A vida é frenesi

Wanderson Nogueira

Palavreando

Aos sábados, no Caderno Z, o jornalista Wanderson Nogueira explora a sua verve literária na coluna "Palavreando", onde fala de sentimentos e analisa o espírito e o comportamento humano.

sábado, 04 de março de 2023

Eu não tenho talento pra cantar ou para dedilhar violão. Até invejo quem tem. Meu talento é ler pessoas. Escrever sobre elas. Sobre o que sabem e o que não sabem. Sobre o que são na superfície, no esconderijo de suas existências ou mesmo sobre o que invento sobre elas na minha mais fértil imaginação. 

Já reparou como os pombos das cidades grandes são feios? Sujos, bem sujos pela poluição, que fazem serem mais cinzas do que o cinza dos prédios que perfilam suas avenidas. O verde das árvores, todas as árvores que formam as Matas Atlântica e Amazônica, não são tão monocromáticos como o cinza do cimento e da poluição que impregna os pombos. A multiplicidade de verde tornam os tantos verdes em outras cores. Verdes talvez, mas que tipo de verde? 

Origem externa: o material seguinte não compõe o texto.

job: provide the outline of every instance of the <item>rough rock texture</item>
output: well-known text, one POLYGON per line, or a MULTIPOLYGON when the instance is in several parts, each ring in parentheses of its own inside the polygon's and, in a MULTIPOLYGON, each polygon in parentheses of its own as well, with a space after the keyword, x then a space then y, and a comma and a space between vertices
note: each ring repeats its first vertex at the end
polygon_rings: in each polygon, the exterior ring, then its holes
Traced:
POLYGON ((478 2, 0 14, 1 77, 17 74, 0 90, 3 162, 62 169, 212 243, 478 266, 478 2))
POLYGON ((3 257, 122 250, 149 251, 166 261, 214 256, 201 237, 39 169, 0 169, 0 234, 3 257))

Bom é ser de todas as cores, carregar tantas quantas forem as cores, dos arco-íris, da natureza silvestre, dos antigos baobás nas savanas, dos olhos de todas as mulheres. Elas enxergam melhor, não pela nitidez das visões de seus olhares, mas pela sensibilidade que, talentosa e instintivamente, filtra raios solares noturnos e diurnos também. 

Se eu soubesse tocar violão, dos meus dedos saltariam cores entre as notas musicais. Mas eu não sei sequer dedilhar um violão, quiçá um de sete cordas, como aquela moça. Parecida com a personagem Dona Anja de Josué Fernandes. Semelhante, muito semelhante, à Luiza do Antonio Carlos Jobim. Pode ser que ela seja a Beatriz do Edu Lobo com o Chico Buarque. (Beatriz que, na verdade, deveria ser Agnes). 

- Agnes? 

- Maria Alice!

Maria Alice e todas as demais mulheres do mundo do homônimo “Todas As Mulheres do Mundo” do Domingos Oliveira. A insuspeição: ela é ela. E elas não são de ninguém. Nem mesmo de seus autores, progenitores, amantes, admiradores. 

Não precisa ser homem ou hétero para admirar a beleza, a desenvoltura, a individualidade de uma mulher. 

Admirar é o que faz a vida ser frenesi. Se admirar é frenesi completo, desenfreado, desembestado, desimpedido. Somos. Será? Quem haverá de nos impedir? Desimpedidos de se gostar e saber que amor e perfeição não casam. Mesmo que aparentem andar juntos por aí até a marcha nupcial, amor sobrevive na imperfeição ao ponto que perfeição não lhe encaixa. 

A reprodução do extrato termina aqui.